Alick Sweet BLOCK WORK
Brisbane artist Alick Sweet’s well received Swim School series will, in part, be merged with some 20 new timber works across two wall installations titled BLOCK WORK.
The installations include seven new sea turtles intricately constructed with recycled timbers, as well as 3D fish as table sculptures. Whilst the playful and colourful arrangement of turtles and fish will be displayed on the white wall, a second installation will feature predominantly white works on a coloured wall. Comprising of some 45 individual pieces, BLOCK WORK extends Alick’s witty sculptural repertoire with cleverly assembled forms expressing his strong design sensibilities and vibrant surface treatments.
In its colourful construction, BLOCK WORK conjures, for those of us who remember, the vibrant solidity and infinite possibilities of the Cuisenaire rods that were used as an aid to the teaching of arithmetic to primary school children in the 1950s and 60s. Sweet, who describes himself as ‘a veteran of the scene’, would certainly remember. His skills as a designer/maker are legendary – in the past harnessed to create large animals like kangaroos and cassowary – and most recently focused on smaller scale works. These installations feature fish and turtles. The reasons for this are pragmatic: he says, “They are simpler: more manageable than the large animals”.
Sweet has almost always focused his artistry on Australian native animals. His significant influence is Indigenous Australian artists yet, in terms of his sensitivity to materials and the acute observation visible in his work, Sweet may be seen to match his Indigenous colleagues. He is also a swimmer himself – these fish and turtles exhibit a streamlined competence, a sense of movement and harnessing of watery reflections that speak to much fieldwork.
Swim School is ostensibly an assemblage of sophisticated colour and shape although its title may allude to Sweet’s lifelong interest in education (and completion of six higher degrees in recent decades). Its simplicity and embrace of the technical, while utilising his considerable experience as a sculptor, allow for his creative pursuit of both the fish and turtles, as intuitive, the former driven by the development of an essential fishiness. He has, he suggested, "Yet to make the ultimate fish", which compels him to continue these aquarium investigations – in form, colour and timber.

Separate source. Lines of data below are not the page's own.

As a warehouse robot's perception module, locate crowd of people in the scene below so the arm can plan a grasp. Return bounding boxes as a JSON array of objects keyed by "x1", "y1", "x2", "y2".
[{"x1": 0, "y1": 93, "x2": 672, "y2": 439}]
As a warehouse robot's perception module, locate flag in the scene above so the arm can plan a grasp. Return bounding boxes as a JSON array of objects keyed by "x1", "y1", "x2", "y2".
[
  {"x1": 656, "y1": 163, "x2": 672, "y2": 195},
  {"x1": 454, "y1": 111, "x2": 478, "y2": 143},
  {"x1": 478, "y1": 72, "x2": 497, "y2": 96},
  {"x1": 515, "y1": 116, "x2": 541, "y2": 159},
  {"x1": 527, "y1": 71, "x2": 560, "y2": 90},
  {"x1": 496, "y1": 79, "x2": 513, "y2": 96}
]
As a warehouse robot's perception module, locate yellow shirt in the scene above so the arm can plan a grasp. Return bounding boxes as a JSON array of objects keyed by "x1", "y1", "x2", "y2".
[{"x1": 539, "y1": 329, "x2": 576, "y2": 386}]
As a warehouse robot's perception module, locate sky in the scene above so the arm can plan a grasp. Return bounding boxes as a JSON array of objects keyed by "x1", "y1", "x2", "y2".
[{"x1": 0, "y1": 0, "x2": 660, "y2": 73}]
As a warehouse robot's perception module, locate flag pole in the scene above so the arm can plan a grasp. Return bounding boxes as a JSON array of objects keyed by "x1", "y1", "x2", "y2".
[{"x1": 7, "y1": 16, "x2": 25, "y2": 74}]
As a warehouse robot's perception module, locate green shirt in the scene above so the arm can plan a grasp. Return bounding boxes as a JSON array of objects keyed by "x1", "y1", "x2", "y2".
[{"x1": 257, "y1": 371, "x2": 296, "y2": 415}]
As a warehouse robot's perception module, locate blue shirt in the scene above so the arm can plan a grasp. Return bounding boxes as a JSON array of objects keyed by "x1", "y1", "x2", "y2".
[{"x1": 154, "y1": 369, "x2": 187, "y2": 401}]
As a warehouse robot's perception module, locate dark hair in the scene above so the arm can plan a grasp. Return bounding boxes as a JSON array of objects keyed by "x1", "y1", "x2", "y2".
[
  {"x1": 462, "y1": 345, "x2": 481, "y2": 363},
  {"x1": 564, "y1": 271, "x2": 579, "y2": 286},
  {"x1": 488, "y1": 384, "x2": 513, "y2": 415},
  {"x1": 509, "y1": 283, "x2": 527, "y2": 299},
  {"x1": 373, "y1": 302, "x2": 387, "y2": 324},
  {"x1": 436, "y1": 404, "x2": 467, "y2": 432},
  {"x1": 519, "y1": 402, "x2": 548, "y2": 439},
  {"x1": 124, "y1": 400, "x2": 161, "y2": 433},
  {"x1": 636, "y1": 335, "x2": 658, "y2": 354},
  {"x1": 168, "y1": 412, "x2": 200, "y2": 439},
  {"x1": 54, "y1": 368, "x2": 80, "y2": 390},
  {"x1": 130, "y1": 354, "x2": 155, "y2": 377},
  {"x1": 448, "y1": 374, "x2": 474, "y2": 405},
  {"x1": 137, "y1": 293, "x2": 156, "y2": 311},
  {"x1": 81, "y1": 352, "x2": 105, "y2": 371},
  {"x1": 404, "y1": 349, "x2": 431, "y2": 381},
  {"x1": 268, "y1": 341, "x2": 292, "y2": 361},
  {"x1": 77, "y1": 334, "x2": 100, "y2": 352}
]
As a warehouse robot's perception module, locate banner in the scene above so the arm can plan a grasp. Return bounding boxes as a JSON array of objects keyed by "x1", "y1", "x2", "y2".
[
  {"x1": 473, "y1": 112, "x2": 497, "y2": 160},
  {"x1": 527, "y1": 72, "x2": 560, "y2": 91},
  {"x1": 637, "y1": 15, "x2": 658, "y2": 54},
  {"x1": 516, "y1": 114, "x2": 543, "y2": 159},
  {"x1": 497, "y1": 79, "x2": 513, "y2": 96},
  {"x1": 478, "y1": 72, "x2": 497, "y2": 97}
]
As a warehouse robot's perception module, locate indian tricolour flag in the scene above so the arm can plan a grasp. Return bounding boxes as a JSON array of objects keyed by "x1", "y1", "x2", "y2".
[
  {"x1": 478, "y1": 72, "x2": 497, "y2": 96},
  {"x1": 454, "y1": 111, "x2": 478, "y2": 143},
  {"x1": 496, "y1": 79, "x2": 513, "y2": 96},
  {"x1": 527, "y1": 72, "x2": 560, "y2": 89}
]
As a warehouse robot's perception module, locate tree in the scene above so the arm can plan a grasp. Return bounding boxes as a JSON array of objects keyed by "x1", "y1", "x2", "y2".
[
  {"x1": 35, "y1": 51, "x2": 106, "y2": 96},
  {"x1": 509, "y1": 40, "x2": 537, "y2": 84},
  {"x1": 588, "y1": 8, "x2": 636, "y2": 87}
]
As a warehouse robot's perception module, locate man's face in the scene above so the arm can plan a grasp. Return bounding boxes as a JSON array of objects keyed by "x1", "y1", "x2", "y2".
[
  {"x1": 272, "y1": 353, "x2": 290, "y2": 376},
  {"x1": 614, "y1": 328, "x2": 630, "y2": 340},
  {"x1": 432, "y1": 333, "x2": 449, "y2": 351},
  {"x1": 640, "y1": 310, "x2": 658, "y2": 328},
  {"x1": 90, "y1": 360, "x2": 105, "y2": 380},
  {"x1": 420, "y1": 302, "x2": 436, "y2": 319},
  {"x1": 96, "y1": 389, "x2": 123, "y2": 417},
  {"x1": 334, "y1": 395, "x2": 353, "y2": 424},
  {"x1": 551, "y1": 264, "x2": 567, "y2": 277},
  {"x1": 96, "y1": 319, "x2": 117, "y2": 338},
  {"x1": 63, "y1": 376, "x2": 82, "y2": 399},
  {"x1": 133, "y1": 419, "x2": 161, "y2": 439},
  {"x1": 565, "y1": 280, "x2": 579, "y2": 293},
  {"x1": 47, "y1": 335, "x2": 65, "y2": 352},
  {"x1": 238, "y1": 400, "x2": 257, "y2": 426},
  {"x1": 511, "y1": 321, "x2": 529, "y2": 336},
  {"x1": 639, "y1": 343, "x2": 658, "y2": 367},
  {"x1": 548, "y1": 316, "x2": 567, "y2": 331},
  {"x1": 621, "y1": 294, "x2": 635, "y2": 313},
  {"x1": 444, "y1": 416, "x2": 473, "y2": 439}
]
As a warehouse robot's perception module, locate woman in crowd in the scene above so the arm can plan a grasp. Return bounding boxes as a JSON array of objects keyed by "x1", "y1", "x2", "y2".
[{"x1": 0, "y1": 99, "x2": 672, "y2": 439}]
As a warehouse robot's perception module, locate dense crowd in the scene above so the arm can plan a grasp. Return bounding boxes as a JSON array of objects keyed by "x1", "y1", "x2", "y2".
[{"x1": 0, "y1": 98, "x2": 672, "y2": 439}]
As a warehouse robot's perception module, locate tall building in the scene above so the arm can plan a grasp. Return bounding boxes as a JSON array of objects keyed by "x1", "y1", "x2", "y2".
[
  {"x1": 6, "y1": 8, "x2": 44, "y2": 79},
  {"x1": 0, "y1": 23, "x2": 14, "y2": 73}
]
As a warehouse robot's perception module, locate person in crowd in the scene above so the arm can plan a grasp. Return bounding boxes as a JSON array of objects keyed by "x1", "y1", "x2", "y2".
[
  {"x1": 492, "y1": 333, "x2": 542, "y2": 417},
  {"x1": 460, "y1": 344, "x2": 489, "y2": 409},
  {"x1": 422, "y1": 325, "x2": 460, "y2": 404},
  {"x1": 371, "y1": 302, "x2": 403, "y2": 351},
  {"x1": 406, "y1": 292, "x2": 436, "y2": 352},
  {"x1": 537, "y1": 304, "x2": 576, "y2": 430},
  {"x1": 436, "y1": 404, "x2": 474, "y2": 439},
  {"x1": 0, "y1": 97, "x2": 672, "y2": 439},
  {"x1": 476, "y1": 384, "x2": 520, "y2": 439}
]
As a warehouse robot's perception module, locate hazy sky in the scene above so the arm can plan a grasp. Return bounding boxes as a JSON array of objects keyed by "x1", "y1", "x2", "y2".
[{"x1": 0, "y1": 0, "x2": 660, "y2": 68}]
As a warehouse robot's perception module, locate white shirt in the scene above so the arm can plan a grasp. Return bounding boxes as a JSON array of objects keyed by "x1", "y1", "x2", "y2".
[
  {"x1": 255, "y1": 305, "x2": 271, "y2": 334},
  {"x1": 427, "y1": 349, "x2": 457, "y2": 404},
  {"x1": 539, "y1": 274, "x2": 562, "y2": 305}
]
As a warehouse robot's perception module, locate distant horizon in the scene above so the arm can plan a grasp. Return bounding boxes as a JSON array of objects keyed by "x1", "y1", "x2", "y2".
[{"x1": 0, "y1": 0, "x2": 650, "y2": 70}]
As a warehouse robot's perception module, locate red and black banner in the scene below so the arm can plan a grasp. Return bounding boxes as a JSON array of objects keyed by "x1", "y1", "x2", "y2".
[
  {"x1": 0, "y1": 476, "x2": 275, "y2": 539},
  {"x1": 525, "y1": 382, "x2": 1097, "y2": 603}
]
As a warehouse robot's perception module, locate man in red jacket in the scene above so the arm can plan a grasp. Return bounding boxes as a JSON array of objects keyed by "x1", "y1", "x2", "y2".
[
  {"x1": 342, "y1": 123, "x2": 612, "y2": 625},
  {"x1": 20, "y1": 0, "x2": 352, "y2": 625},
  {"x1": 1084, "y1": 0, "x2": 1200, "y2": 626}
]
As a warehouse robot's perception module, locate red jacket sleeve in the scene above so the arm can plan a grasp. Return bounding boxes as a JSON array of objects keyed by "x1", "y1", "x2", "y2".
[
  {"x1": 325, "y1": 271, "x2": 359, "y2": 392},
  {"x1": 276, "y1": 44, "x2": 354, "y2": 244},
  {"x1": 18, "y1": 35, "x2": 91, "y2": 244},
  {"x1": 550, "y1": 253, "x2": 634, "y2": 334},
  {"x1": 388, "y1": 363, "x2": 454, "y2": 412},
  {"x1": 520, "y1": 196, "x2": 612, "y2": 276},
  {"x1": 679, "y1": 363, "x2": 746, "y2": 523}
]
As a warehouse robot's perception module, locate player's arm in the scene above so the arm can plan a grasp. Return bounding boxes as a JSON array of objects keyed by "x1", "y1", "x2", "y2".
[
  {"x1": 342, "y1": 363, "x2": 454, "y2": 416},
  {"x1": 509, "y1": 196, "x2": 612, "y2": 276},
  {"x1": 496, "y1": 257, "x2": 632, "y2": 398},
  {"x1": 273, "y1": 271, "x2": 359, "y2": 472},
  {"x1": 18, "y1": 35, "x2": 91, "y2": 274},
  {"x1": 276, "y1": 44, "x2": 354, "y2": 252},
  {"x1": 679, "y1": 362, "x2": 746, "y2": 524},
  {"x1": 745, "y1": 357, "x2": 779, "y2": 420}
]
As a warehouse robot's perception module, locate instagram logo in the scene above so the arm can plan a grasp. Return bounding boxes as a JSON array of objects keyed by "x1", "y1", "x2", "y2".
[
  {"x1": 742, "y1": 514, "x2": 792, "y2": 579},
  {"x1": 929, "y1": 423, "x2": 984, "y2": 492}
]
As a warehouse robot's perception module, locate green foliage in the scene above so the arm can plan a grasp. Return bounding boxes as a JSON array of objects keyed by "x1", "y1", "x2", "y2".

Wooden blocks, already carved and sanded into different shapes, are assembled. Colours vary – much as fish species are individually created as a myriad of possibilities – and may emerge from paint already on the found timber shapes, or sprayed and speckled in a more holistic way as the sculpture is finished. Some are united with colour over their piecemeal construction – others express their colour variance with their origins from different pieces of wood.
Sweet is an artist at the top of his skills. The time he has vested in study in both art and education means that the apparent simplicity in these works is knowing and conceptually rich. Smaller scale sculpture sees him losing none of the impact and theatre of the larger animals he has created in the past. He said, “With larger works you become a bit of an entertainer”. This latest outcome, its spectacle vested in over 45 pieces, creates no less theatre for the viewer.